We all wish this was over. It’s really, really dull. I think we can all be in agreement there. Progress is being made all the time and it is now clear that, if you’re generally fit and well - and vaccinated - you don’t need to be afraid of dying if you catch it. Of course we don’t all fit into this category and as a society we must act to protect everyone.
But while we work out how that looks, as far as the sector goes, the pandemic is over. Restrictions have been largely lifted, travel is becoming ever more faff free and things should bounce back to those much-feted 2019 levels, right?
Not so much.
Two years of pandemic have left those businesses which are still with us surviving on fumes, having added debt to keep going, then suffered the erratic nature of lockdowns. In the hotel sector, January and February are the slowest months of the year and come as government supports are being withdrawn. Lenders - who have also been told that the pandemic is over - are going to wonder where their money is. Costs are rising across the board.

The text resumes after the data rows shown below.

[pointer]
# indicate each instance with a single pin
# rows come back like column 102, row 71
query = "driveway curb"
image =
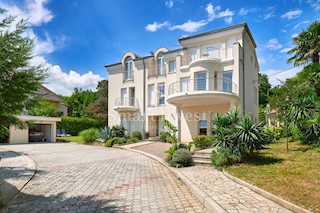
column 202, row 196
column 21, row 184
column 268, row 195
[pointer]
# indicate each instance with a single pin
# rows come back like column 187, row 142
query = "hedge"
column 74, row 126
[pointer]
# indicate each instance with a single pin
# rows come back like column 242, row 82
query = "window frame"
column 161, row 95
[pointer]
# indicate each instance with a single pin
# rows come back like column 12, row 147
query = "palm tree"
column 307, row 46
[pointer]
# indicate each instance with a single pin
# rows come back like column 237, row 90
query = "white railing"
column 157, row 70
column 205, row 84
column 126, row 102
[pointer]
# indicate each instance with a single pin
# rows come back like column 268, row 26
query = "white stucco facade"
column 210, row 73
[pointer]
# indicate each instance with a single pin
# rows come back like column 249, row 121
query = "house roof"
column 245, row 25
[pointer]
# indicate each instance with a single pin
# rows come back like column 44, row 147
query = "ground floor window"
column 203, row 127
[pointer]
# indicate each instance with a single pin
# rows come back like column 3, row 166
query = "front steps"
column 153, row 139
column 202, row 157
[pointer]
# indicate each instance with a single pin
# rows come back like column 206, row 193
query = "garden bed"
column 292, row 175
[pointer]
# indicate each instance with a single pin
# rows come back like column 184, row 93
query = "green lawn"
column 76, row 139
column 293, row 175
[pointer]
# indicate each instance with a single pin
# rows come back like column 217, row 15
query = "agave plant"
column 250, row 136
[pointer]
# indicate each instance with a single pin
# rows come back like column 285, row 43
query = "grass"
column 76, row 139
column 292, row 175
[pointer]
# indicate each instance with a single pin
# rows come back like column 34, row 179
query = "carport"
column 47, row 125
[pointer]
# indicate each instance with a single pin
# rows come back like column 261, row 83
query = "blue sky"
column 76, row 38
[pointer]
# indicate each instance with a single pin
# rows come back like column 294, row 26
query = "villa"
column 210, row 73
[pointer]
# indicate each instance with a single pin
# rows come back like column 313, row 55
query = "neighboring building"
column 212, row 72
column 43, row 128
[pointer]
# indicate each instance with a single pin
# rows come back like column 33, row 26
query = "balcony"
column 126, row 104
column 201, row 92
column 157, row 70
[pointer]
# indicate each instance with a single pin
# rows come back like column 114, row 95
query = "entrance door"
column 124, row 97
column 132, row 96
column 201, row 81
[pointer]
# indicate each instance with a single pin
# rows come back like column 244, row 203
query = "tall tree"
column 18, row 78
column 307, row 46
column 99, row 109
column 79, row 101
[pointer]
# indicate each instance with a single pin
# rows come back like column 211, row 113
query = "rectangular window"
column 151, row 95
column 230, row 43
column 255, row 95
column 124, row 97
column 172, row 66
column 184, row 84
column 161, row 94
column 227, row 81
column 203, row 127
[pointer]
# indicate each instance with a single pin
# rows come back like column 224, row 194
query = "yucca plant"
column 250, row 136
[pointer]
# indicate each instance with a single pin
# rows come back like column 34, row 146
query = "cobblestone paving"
column 157, row 148
column 14, row 173
column 79, row 178
column 228, row 194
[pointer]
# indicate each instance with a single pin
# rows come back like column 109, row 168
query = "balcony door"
column 227, row 81
column 201, row 81
column 184, row 84
column 132, row 96
column 124, row 97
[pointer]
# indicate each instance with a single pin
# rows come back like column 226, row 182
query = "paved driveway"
column 80, row 178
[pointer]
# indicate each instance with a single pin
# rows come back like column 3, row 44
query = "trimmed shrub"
column 74, row 126
column 181, row 158
column 104, row 134
column 118, row 131
column 110, row 142
column 136, row 135
column 223, row 157
column 163, row 136
column 89, row 135
column 120, row 141
column 203, row 141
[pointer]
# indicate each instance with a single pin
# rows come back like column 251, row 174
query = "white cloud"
column 292, row 14
column 285, row 50
column 315, row 4
column 64, row 83
column 245, row 11
column 214, row 12
column 262, row 60
column 169, row 3
column 301, row 24
column 273, row 44
column 269, row 15
column 228, row 20
column 57, row 80
column 277, row 76
column 156, row 26
column 33, row 10
column 190, row 26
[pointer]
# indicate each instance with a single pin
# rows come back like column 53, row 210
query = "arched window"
column 129, row 68
column 160, row 64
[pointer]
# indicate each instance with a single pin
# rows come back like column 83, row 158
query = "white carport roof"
column 38, row 118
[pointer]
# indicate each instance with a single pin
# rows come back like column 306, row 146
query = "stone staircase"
column 154, row 139
column 202, row 157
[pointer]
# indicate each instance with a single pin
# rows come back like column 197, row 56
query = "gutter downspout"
column 243, row 80
column 144, row 100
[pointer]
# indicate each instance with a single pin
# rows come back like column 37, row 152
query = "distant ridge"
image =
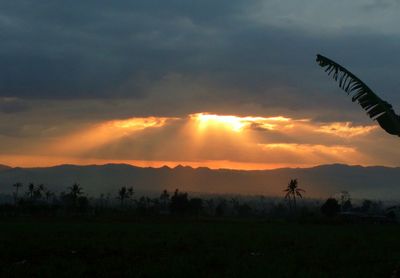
column 319, row 181
column 4, row 167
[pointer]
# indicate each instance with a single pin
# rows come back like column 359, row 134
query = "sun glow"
column 238, row 124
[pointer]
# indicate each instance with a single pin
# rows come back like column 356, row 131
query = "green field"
column 195, row 248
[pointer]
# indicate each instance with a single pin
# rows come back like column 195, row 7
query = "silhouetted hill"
column 4, row 167
column 320, row 181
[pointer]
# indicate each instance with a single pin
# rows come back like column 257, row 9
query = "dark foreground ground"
column 195, row 248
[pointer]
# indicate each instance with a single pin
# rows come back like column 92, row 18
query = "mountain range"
column 376, row 182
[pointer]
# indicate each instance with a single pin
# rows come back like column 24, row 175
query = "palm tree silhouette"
column 75, row 191
column 17, row 186
column 377, row 109
column 292, row 191
column 48, row 195
column 31, row 190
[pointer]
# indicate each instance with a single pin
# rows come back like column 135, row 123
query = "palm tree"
column 292, row 191
column 17, row 186
column 31, row 190
column 75, row 191
column 37, row 193
column 164, row 198
column 377, row 109
column 48, row 195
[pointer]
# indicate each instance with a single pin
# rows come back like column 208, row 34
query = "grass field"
column 195, row 248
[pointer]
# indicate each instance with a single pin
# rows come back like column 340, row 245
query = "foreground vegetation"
column 196, row 247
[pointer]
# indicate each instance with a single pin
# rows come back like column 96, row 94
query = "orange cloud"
column 345, row 129
column 203, row 139
column 105, row 133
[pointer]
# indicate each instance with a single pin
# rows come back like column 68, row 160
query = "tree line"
column 38, row 198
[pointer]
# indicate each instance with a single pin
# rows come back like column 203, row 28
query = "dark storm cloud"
column 103, row 49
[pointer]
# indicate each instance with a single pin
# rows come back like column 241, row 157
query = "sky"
column 219, row 84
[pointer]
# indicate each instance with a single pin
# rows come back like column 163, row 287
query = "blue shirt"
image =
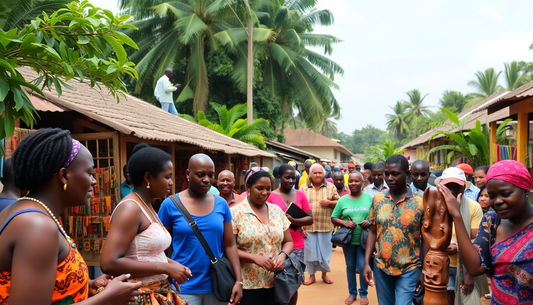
column 5, row 202
column 125, row 189
column 187, row 250
column 472, row 192
column 413, row 187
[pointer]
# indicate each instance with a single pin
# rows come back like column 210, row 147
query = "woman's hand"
column 452, row 249
column 264, row 262
column 178, row 272
column 451, row 202
column 349, row 224
column 467, row 285
column 367, row 272
column 99, row 282
column 236, row 294
column 279, row 262
column 120, row 292
column 365, row 224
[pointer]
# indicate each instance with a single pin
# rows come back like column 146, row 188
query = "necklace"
column 69, row 240
column 152, row 212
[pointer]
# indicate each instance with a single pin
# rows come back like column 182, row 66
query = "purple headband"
column 76, row 146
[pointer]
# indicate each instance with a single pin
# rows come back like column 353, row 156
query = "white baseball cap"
column 452, row 174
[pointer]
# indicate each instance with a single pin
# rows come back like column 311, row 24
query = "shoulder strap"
column 18, row 213
column 194, row 226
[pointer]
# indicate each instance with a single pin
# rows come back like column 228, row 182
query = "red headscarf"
column 510, row 171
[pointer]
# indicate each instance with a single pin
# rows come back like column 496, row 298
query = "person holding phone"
column 352, row 210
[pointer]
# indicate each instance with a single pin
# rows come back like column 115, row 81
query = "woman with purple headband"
column 39, row 262
column 504, row 244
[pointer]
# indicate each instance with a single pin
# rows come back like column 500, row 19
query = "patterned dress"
column 72, row 276
column 509, row 262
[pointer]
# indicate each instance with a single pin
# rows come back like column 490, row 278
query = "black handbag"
column 343, row 236
column 222, row 275
column 288, row 280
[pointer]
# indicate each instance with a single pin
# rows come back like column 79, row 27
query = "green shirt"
column 358, row 209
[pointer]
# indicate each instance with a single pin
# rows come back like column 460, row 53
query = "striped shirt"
column 321, row 215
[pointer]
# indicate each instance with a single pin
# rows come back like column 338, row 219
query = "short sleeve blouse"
column 253, row 237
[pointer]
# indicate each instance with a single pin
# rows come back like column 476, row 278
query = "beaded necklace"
column 69, row 240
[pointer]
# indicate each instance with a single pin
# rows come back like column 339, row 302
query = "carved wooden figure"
column 437, row 233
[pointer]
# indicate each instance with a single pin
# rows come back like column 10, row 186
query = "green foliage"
column 454, row 101
column 397, row 122
column 361, row 139
column 18, row 13
column 230, row 125
column 472, row 144
column 73, row 42
column 382, row 151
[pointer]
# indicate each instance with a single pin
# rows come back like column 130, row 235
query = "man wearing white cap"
column 163, row 92
column 454, row 179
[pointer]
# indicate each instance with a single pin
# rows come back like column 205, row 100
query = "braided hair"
column 146, row 158
column 39, row 156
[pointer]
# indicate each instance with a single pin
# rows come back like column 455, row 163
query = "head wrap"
column 465, row 168
column 510, row 171
column 76, row 146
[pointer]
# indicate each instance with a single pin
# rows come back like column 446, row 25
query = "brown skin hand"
column 31, row 246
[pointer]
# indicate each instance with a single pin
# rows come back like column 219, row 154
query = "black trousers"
column 258, row 297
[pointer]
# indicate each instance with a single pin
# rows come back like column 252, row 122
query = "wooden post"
column 522, row 137
column 250, row 102
column 492, row 141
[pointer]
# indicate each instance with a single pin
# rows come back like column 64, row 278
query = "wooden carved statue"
column 437, row 233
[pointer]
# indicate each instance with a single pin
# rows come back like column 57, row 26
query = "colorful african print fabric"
column 159, row 293
column 398, row 231
column 71, row 281
column 509, row 262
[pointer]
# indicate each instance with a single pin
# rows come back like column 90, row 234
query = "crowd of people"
column 155, row 257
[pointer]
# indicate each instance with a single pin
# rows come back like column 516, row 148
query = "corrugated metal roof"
column 133, row 116
column 518, row 94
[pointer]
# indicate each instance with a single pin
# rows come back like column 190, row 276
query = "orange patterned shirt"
column 398, row 231
column 72, row 281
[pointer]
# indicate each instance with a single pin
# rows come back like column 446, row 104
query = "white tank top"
column 149, row 245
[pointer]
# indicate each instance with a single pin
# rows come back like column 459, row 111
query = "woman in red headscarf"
column 504, row 244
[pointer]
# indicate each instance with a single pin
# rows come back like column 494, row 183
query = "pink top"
column 302, row 203
column 149, row 245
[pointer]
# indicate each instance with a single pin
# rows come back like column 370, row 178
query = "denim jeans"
column 354, row 255
column 169, row 107
column 395, row 290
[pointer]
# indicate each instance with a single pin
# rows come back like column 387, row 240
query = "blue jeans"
column 169, row 107
column 354, row 255
column 395, row 290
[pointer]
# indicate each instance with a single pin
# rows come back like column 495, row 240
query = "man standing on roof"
column 163, row 92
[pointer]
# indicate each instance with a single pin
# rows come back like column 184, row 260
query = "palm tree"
column 397, row 122
column 17, row 13
column 292, row 72
column 415, row 107
column 453, row 101
column 230, row 125
column 514, row 75
column 486, row 84
column 170, row 31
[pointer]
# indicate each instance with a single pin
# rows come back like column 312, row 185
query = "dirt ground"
column 336, row 293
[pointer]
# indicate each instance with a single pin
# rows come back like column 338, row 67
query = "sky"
column 391, row 47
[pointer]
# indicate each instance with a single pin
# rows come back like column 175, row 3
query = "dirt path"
column 336, row 293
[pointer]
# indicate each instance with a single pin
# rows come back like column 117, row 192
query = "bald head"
column 200, row 160
column 226, row 174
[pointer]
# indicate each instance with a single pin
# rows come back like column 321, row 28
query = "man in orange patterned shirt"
column 396, row 217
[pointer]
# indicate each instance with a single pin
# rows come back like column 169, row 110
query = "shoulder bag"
column 288, row 280
column 343, row 236
column 222, row 275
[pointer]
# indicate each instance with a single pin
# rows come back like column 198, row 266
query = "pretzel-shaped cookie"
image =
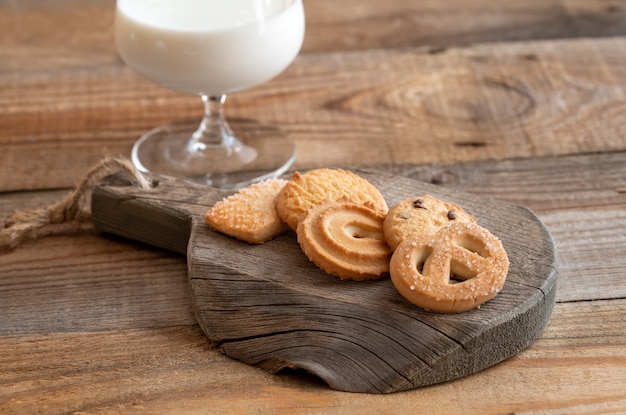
column 346, row 240
column 459, row 268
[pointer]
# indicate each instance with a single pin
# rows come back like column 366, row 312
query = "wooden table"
column 519, row 101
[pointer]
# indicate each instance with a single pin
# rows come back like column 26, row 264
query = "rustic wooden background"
column 521, row 101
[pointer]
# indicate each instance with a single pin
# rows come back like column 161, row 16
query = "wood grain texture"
column 269, row 306
column 429, row 96
column 100, row 325
column 575, row 367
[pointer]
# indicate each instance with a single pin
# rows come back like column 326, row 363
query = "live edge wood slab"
column 268, row 306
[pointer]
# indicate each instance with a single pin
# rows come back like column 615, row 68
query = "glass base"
column 254, row 152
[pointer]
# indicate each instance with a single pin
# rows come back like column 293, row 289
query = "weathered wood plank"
column 269, row 306
column 491, row 101
column 164, row 370
column 580, row 198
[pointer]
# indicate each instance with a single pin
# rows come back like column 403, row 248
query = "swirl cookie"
column 250, row 214
column 346, row 240
column 423, row 215
column 307, row 190
column 457, row 269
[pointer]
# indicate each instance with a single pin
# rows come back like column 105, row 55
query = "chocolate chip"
column 418, row 204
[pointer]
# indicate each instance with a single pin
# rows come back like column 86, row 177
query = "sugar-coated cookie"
column 307, row 190
column 250, row 214
column 457, row 269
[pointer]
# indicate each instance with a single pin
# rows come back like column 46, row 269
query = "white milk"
column 209, row 47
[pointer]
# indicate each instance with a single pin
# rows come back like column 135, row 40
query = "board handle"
column 163, row 215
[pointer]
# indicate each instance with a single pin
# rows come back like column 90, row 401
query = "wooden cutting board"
column 268, row 306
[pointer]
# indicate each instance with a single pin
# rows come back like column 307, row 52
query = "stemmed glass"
column 211, row 48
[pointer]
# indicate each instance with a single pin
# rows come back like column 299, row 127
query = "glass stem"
column 213, row 130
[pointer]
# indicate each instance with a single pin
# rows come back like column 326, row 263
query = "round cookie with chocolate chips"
column 420, row 216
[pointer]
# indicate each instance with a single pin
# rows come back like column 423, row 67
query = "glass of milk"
column 211, row 48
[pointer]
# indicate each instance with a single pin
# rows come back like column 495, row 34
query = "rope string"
column 71, row 214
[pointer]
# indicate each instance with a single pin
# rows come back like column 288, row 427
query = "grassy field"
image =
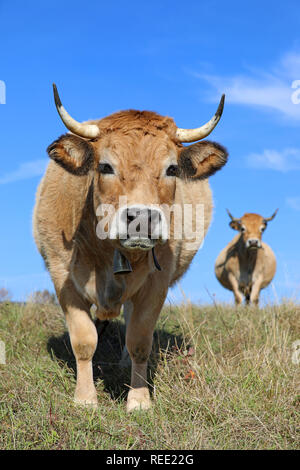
column 221, row 378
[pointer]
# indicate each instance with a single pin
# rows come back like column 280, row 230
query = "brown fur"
column 244, row 271
column 138, row 145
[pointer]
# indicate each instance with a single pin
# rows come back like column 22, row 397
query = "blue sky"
column 174, row 58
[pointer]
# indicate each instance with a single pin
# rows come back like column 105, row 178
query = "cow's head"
column 251, row 227
column 138, row 156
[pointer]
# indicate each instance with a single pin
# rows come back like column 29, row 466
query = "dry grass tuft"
column 221, row 379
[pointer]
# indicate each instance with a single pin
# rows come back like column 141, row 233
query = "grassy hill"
column 221, row 378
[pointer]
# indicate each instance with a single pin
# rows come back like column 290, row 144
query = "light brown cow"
column 138, row 155
column 246, row 265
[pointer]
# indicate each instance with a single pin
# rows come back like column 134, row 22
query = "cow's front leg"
column 255, row 291
column 235, row 289
column 83, row 336
column 139, row 337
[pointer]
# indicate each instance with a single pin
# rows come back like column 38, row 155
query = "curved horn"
column 191, row 135
column 267, row 219
column 89, row 131
column 230, row 215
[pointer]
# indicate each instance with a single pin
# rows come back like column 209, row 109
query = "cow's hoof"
column 138, row 399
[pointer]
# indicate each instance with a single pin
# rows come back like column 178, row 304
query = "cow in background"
column 247, row 264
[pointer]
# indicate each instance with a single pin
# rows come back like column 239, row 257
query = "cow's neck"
column 248, row 256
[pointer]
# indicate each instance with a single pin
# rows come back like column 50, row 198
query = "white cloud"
column 293, row 203
column 25, row 171
column 271, row 89
column 285, row 160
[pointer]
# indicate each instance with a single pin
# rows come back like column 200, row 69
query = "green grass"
column 221, row 378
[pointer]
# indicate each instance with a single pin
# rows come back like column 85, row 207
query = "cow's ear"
column 201, row 160
column 235, row 224
column 72, row 153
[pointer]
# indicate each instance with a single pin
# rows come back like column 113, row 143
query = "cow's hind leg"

The sector still needs support to ease back towards what we hope will be consistent trading. It has shown itself impressive at finding its unified voice, but, having failed to achieve a dedicated MP, and faced with a government which doesn’t want to hear about the pandemic any more, there’s no magic money tree there.
Instead it will have to do what it’s always done: do it itself. This means more revenue from odd places - indoor hotel gardens, anyone? - more takeaways, dark kitchens where they work, adopting technology to get rid of tedious tasks and drive ancillary revenue.
So we’re not quite on horseback yet. But we can all help each other around the obstacles which still lie in our way.